With regard to television advertising in the 1970’s, it was said that “if you do not pay for the product, you are the product.” While advertising has changed, that observation is just as true today.
This past week we all received a lesson on how the market works and how a group of Reddit users are using the hedge funds bet on Gamestops (NYSE: GME) failing stock value against them. However, the new story is how the Robinhood limited trading on some of their stocks. Why do we continue to be surprised when corporate America offers us a free service then sells our information and takes away or limits services. Did they expect us to read the terms and conditions?
Robinhood is a free trading platform. Personal information is of value to them, not the person. People were bewildered when Facebook started using our information to make money on targeted ads. Gmail reads personal emails and does the same, Credit Karma is profiting from personal credit information, and TurboTax is leveraging your financial information.
These products are not free. They are provided at the expense of personal exposure. Robinhood values customer experience because the greater your engagement, the more valuable you are to them. As you do more “free” business with them the more valuable they become.
Some are suggesting that Robinhood forgot who the customer was when in reality, the customer paying the bills was always the big brokerage houses they were exchanging information with through a process called payment for order flow.
Yahoo finance, E*TRADE, and Robinhood have all helped democratize the market. They have allowed everyday investors to buy and sell stocks and learn about companies instantaneously. These companies have removed barriers to entry to ensure anyone with a smartphone or computer can place a trade and have afforded trading convenience. These apps also limit the need for extensive research and analysis when purchasing a stock.

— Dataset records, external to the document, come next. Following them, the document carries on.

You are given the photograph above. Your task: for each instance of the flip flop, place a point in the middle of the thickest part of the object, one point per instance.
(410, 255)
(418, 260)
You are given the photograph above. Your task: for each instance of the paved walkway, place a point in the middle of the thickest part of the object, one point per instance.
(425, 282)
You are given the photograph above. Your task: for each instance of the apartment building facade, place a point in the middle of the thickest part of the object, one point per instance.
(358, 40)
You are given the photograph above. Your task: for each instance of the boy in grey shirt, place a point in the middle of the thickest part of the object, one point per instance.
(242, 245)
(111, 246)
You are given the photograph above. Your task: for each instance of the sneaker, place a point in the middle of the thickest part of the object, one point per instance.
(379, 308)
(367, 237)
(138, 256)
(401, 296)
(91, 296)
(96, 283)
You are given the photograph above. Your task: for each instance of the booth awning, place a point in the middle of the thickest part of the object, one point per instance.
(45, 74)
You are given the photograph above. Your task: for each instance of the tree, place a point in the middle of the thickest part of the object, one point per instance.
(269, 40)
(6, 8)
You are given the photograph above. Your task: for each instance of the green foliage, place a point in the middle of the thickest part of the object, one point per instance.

Most part-time investors still do not understand market capitalization. It is why old school investors cannot make sense of stocks like Netflix (NASDAQ: NFLX) or Tesla’s (NASDAQ: TSLA) Value. They fail to factor in consumer interest, customer experience, and the future we want to realize.
Financial brokers are having a hard time keeping up while considering value as the driving factor. New investors are buying stocks regardless of profitability, Price-to-Earning Ratios, or Debt-to-Equity. Many of these companies are helping create the world we want to live in, fair pay for employees, customer experience, and quality of products. The strongest investors in the future will be the ones who best navigate these obstacles.